Tunisie : Le gouvernement accélère sa stratégie pour relancer les filières agricoles
La cheffe du gouvernement, Sarra Zaâfrani Zenzri, a présidé ce mercredi au palais de la Kasbah une réunion du conseil ministériel restreint consacrée à l’état d’avancement des programmes issus de la stratégie nationale de développement des filières agricoles.
L’agriculture, pilier de la souveraineté nationale
D’entrée de jeu, la cheffe du gouvernement a réaffirmé que l’agriculture constitue un élément fondamental de la sécurité nationale tunisienne. Elle a insisté sur la nécessité de renforcer la sécurité alimentaire en développant l’ensemble des filières agricoles, les systèmes de production végétale et animale, et en reconstituant le cheptel national bovin et ovin. Elle a également appelé à améliorer les capacités de stockage afin de limiter l’impact des fluctuations des marchés mondiaux et des perturbations des chaînes d’approvisionnement.
Sur le plan hydrique, elle a mis en avant l’impératif d’adopter des technologies d’agriculture intelligente et économe en eau pour garantir la souveraineté hydrique du pays. Elle a rappelé, à cet égard, que le secteur agricole représente environ 10 % du PIB national, 13 % de la valeur des exportations, 14 % des emplois totaux, et constitue la principale source de revenus pour 70 % de la population rurale.
Bilan 2021-2025 et cap sur 2030
Le ministre de l’Agriculture, des Ressources hydrauliques et de la Pêche, Ezzeddine Ben Cheikh, a présenté un état des lieux exhaustif du secteur pour la période 2021-2025, passant en revue les acquis enregistrés, les difficultés rencontrées et les principaux défis à relever. Il a ensuite exposé la vision stratégique de l’agriculture tunisienne pour la période 2026-2030, articulée autour d’une agriculture inclusive, solidaire et garante de la sécurité alimentaire et hydrique. Cette vision repose sur la valorisation durable des ressources naturelles, des réformes structurelles visant à améliorer la production et la compétitivité, et une meilleure prise en charge des conditions de vie en milieu rural.

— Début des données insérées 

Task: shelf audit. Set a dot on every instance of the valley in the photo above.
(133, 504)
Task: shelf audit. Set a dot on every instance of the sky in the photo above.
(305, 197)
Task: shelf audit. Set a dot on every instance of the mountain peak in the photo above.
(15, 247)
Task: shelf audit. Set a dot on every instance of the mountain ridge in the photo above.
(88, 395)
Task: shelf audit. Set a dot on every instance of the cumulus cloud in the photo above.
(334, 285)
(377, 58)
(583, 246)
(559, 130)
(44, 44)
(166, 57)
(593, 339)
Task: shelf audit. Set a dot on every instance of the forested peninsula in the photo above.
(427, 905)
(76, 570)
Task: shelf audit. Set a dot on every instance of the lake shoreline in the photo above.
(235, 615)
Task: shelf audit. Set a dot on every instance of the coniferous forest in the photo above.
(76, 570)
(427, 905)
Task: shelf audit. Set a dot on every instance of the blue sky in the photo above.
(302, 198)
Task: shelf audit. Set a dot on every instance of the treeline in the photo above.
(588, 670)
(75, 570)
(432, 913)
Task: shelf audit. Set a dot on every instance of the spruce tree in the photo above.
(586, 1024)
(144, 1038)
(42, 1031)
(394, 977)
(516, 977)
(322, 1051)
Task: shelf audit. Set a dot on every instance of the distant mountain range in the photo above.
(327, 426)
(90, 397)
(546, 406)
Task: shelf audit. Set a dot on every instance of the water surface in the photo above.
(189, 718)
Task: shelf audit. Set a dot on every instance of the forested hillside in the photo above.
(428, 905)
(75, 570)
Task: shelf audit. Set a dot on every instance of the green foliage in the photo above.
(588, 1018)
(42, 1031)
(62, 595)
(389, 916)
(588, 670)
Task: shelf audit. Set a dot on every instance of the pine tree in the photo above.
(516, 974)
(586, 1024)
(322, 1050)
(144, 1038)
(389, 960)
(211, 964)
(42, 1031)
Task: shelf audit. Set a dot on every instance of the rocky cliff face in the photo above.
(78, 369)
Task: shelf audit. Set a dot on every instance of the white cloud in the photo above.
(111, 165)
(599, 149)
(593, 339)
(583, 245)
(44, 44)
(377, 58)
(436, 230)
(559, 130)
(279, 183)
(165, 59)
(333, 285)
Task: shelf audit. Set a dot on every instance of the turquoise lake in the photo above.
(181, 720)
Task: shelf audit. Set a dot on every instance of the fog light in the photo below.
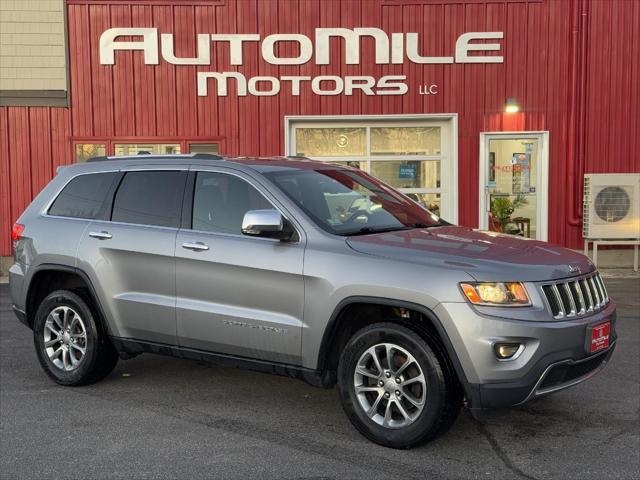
(507, 351)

Céréales : vers l’autosuffisance
S’agissant de la filière céréalière, les orientations stratégiques visent à réduire les effets des aléas climatiques, à améliorer les rendements — notamment pour le blé dur — et à moderniser les systèmes de production par un assolement adapté, le développement de l’irrigation, la numérisation du secteur et le renforcement des capacités de stockage. La cheffe du gouvernement a plaidé pour une réforme structurelle d’envergure du secteur, avec un accent particulier sur l’autosuffisance en semences tunisiennes, afin de s’affranchir de la dépendance aux semences importées à usage unique.
Huile d’olive : valoriser et conquérir de nouveaux marchés
Concernant l’huile d’olive, le ministre a présenté les grandes orientations de la filière : rajeunissement des oliveraies dans les régions du Sahel, du Centre et du Sud, organisation professionnelle de la chaîne de production, soutien au stockage, et promotion à l’export. La cheffe du gouvernement a appelé à mieux accompagner les petits agriculteurs dans toutes les phases — récolte, collecte, trituration, stockage — à simplifier l’accès au financement bancaire, et à orienter davantage les exportations vers le conditionnement à haute valeur ajoutée, tout en ciblant de nouveaux marchés porteurs à l’international.
Fourrages, élevage et lait : reconstituer le cheptel
Pour les filières fourragères, le conseil a examiné les orientations 2026-2030 : amélioration de la qualité des fourrages, valorisation des ressources en eaux non conventionnelles, réhabilitation des parcours, et lutte contre les pratiques monopolistiques sur le marché. La cheffe du gouvernement a appelé l’Office national des fourrages à jouer pleinement son rôle de régulateur.
Quant à l’élevage et aux produits laitiers, les orientations stratégiques ciblent la reconstitution du cheptel national, l’amélioration de la productivité, le développement de races résistantes à la chaleur et à la sécheresse, et le soutien aux petits éleveurs.
Recommandations du conseil
À l’issue des travaux, le conseil ministériel a émis plusieurs recommandations, parmi lesquelles : accélérer la mise en œuvre des programmes de reconstitution du cheptel ovin et bovin, encourager la diversification de la production et le développement de l’industrie agroalimentaire, accélérer la restructuration des fermes de l’Office des terres domaniales et de l’Office de l’élevage et des pâturages, soutenir les petits agriculteurs, et moderniser les circuits de distribution et les abattoirs.
La cheffe du gouvernement a conclu en appelant à une approche globale et intégrée, combinant soutien aux producteurs, modernisation des chaînes de valeur et amélioration de la gouvernance, pour bâtir une agriculture tunisienne plus résiliente, plus indépendante et mieux armée face aux défis régionaux et internationaux.